From School Library Journal

Grade 5–9—Danny Caulfield is a smallish boy with pixielike features. He is harassed and bullied at school and is generally ignored by his workaholic parents. He is given a chance to start over at a distant boarding school (a chance he does not want). A mysterious and surly cab driver delivers him not to the school chosen by his mother but to Wilson's Academy of the Devious Arts—a school for spies. It sits between two parallel worlds and is the only thing protecting the Upper World (ours) from the evil that has taken over the Lower World. The still-incomplete Ring of Five rules the Lower World with the help of the vicious Cherbs, to whom Danny bears a striking resemblance. With the academy's defenses weakening, Danny may be the Upper World's only hope. While The Ring of Five has tense, exciting moments and possesses the elements of good fantasy adventure, character development is spotty and the plot is uneven. On the whole, the story does not elicit the suspension of disbelief necessary for a good fantasy adventure. D. J. MacHale's "Pendragon" series (S & S) is a much better choice in this genre.—Anthony C. Doyle, Livingston High School, CA
Copyright © Reed Business Information, a division of Reed Elsevier Inc. All rights reserved. --This text refers to an out of print or unavailable edition of this title.

From Booklist

If you need a simple way to think of this book, it's Harry Potter, boy spy. It's hard not to make that comparison when Danny Caulfield is whisked from his home with an uncaring family to Wilsons, a magical boarding school dedicated to using spy craft in the fight between good and evil. Danny has no idea why he is there, but he is shocked to learn he is not who he thought he was. His resemblance to the wicked Cherbs, who have decided to take over all of the Lower World, makes him a valuable commodity.
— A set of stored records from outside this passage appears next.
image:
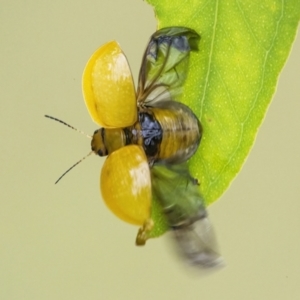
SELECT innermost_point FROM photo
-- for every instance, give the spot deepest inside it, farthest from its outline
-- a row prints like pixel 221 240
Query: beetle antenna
pixel 60 121
pixel 73 167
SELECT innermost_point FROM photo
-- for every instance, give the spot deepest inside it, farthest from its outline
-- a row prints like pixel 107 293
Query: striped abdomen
pixel 179 135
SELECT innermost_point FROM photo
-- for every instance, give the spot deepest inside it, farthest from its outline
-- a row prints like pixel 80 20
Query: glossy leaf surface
pixel 233 76
pixel 125 184
pixel 108 88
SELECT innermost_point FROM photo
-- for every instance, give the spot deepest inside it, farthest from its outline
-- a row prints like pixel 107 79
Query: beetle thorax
pixel 107 140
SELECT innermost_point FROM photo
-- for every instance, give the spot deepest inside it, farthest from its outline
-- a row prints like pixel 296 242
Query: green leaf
pixel 243 47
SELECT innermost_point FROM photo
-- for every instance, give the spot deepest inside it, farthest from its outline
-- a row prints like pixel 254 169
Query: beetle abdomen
pixel 181 131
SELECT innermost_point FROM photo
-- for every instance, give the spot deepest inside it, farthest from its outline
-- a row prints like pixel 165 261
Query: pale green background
pixel 60 242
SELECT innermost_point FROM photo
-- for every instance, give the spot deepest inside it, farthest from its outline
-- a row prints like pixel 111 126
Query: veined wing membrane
pixel 165 64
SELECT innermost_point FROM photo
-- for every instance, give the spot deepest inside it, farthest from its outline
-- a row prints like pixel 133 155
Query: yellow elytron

If the Wilsons crowd is not successful in holding off the bad guys, the Upper World, where humans live, could be destroyed as well. Like the Harry Potter books, the secondary characters add immensely to the richness of the narrative, and there's plenty of action, although the big final battle, surprisingly, drags. The book finishes with a cliff-hanger that will leave kids eager for the next title in this trilogy pitting one boy against a heavenly host. Grades 5-7. --Ilene Cooper --This text refers to an out of print or unavailable edition of this title.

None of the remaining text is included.